Do not buffer rexi messages to disconnected nodes

Instead wait 15 seconds after last cluster configuration change, if there were no more changes to the cluster, stop rexi buffers and servers for nodes which are no longer connected. Extract and reuse cluster stability check from `couch_replicator_clustering` and move it to `mem3_cluster` module, so both replicator and rexi can use it. Users of `mem3_cluster` would implement a behavior callback API then spawn_link the cluster monitor with their specific period values. This also simplifies the logic in rexi_server_mon as it no longer needs to handle `{nodeup, _}` and `{nodedown, _}` messages. On any cluster membership change it will get a `cluster_unstable` message. It then immediately spawns new servers and buffers if needed. Only when cluster has stabilized it will stop servers and buffers for disconnected nodes. The idea is to allow for short periods of disconnects between nodes before throwing away all the buffered messages.
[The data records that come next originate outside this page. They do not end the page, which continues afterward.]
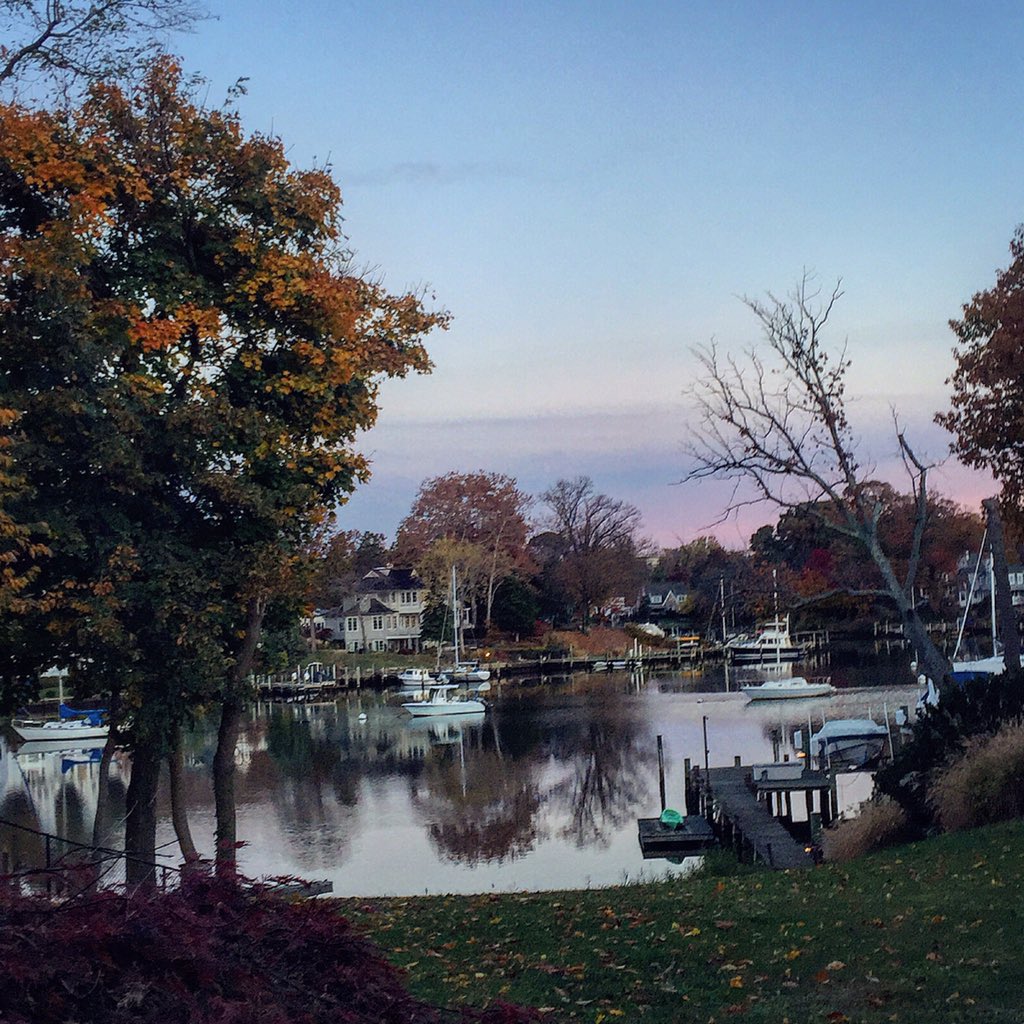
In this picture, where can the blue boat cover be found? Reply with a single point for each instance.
(93, 716)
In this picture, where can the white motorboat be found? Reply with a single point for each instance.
(993, 666)
(770, 643)
(788, 689)
(443, 698)
(70, 732)
(852, 742)
(461, 672)
(468, 672)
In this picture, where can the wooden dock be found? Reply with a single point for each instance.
(752, 815)
(692, 836)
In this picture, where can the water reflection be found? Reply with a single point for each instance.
(542, 792)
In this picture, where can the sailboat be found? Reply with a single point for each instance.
(995, 665)
(771, 643)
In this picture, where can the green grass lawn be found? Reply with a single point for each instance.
(928, 932)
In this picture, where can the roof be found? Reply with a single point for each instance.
(387, 578)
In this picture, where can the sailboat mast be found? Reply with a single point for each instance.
(778, 635)
(456, 617)
(991, 588)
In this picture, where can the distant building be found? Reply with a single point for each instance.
(663, 597)
(384, 612)
(981, 595)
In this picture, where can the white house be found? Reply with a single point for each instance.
(384, 612)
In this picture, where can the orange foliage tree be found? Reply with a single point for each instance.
(189, 358)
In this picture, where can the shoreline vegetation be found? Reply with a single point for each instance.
(927, 931)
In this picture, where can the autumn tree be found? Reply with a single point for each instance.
(986, 415)
(189, 358)
(600, 543)
(776, 424)
(343, 557)
(483, 509)
(707, 569)
(65, 43)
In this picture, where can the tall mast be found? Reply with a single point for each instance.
(778, 634)
(456, 617)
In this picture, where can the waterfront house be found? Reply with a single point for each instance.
(384, 612)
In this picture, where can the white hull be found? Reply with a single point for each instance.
(64, 732)
(761, 655)
(787, 689)
(417, 679)
(420, 709)
(849, 741)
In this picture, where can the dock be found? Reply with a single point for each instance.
(692, 836)
(751, 810)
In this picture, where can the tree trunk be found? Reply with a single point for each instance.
(933, 663)
(103, 784)
(103, 792)
(140, 823)
(179, 813)
(1008, 632)
(227, 737)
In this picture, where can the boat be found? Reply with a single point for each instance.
(417, 679)
(443, 698)
(771, 643)
(461, 672)
(853, 742)
(788, 689)
(71, 727)
(467, 672)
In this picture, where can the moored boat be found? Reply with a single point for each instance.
(853, 742)
(788, 689)
(771, 643)
(443, 698)
(417, 679)
(71, 727)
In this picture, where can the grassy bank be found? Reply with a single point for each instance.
(929, 932)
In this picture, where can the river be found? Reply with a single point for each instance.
(542, 792)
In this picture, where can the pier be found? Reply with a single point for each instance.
(751, 809)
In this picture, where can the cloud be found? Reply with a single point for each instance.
(636, 456)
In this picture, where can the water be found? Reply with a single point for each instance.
(543, 792)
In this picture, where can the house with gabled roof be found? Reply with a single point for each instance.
(384, 612)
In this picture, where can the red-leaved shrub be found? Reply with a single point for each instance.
(211, 952)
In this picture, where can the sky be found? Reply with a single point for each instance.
(591, 189)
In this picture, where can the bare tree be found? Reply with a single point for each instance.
(780, 427)
(69, 42)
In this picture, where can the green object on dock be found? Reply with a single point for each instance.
(671, 818)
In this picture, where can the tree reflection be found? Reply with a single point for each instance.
(609, 766)
(479, 806)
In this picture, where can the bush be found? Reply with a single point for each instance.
(977, 709)
(212, 951)
(985, 784)
(880, 822)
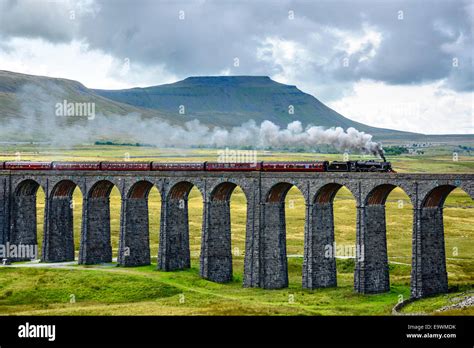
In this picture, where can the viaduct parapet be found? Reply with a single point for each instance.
(265, 250)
author: Nick Vatamaniuc <vatamane@apache.org> 2017-09-25 13:00:13 -0400
committer: Nick Vatamaniuc <nickva@users.noreply.github.com> 2017-09-25 15:34:16 -0400
commit: 1eaf17890ab8d6bf7504355e4e32aaf2357b1398 (patch)
tree: 5aa3a0bc0ffa9b01027922331bf43ddb4468c584
parent: 8d1c7043731fbaa5f4f93243df5144416c946604 (diff)
download: couchdb-1eaf17890ab8d6bf7504355e4e32aaf2357b1398.tar.gz
4 files changed, 396 insertions, 98 deletions
diff --git a/src/couch_replicator/src/couch_replicator_clustering.erl b/src/couch_replicator/src/couch_replicator_clustering.erl
index 7618f24d6..ed01465d5 100644
--- a/src/couch_replicator/src/couch_replicator_clustering.erl
+++ b/src/couch_replicator/src/couch_replicator_clustering.erl
@@ -28,6 +28,7 @@
 
 -behaviour(gen_server).
 -behaviour(config_listener).
+-behaviour(mem3_cluster).
 
 -export([
     start_link/0
@@ -55,6 +56,12 @@
     handle_config_terminate/3
 ]).
 
+% mem3_cluster callbacks
+-export([
+    cluster_stable/1,
+    cluster_unstable/1
+]).
+
 -include_lib("couch/include/couch_db.hrl").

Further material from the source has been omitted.